Shear viscosity of nuclear matter

TL;DR

This paper calculates the shear viscosity of nuclear matter modeled with a van der Waals equation, revealing how it varies with density and temperature, and identifying regimes where hydrodynamics is applicable.

Contribution

It introduces a kinetic approach to compute shear viscosity in nuclear matter using the VDW model, highlighting the density and temperature dependence of the viscosity-to-entropy ratio.

Findings

The shear viscosity to entropy density ratio drops below 1 near the critical point.

The ratio exhibits a minimum close to the VDW critical point.

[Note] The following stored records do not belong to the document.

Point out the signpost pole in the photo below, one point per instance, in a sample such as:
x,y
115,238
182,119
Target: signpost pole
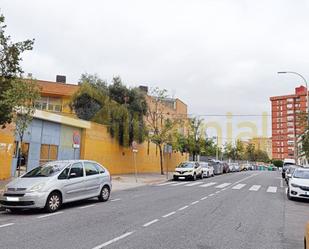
x,y
135,169
134,150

High viscosity values at low and high densities limit hydrodynamic applicability.

Abstract

Shear viscosity $\eta$ is calculated for the nuclear matter described as a system of interacting nucleons with the van der Waals (VDW) equation of state. The Boltzmann-Vlasov kinetic equation is solved in terms of the plane waves of the collective overdamped motion. In the frequent-collision regime, the shear viscosity depends on the particle-number density $n$ through the mean-field parameter $a$, which describes attractive forces in the VDW equation. In the temperature region $T=15 - 40$~MeV, a ratio of the shear viscosity to the entropy density $s$ is smaller than 1 at the nucleon number density $n =(0.5 - 1.5)\,n^{}_0$, where $n^{}_0=0.16\,$fm$^{-3}$ is the particle density of equilibrium nuclear matter at zero temperature. A minimum of the $\eta/s$ ratio takes place somewhere in a vicinity of the critical point of the VDW system. Large values of $\eta/s\gg 1$ are, however, found in both the low-density, $n\ll n^{}_0$, and high-density, $n>2n^{}_0$, regions. This makes the ideal hydrodynamic approach inapplicable for these densities.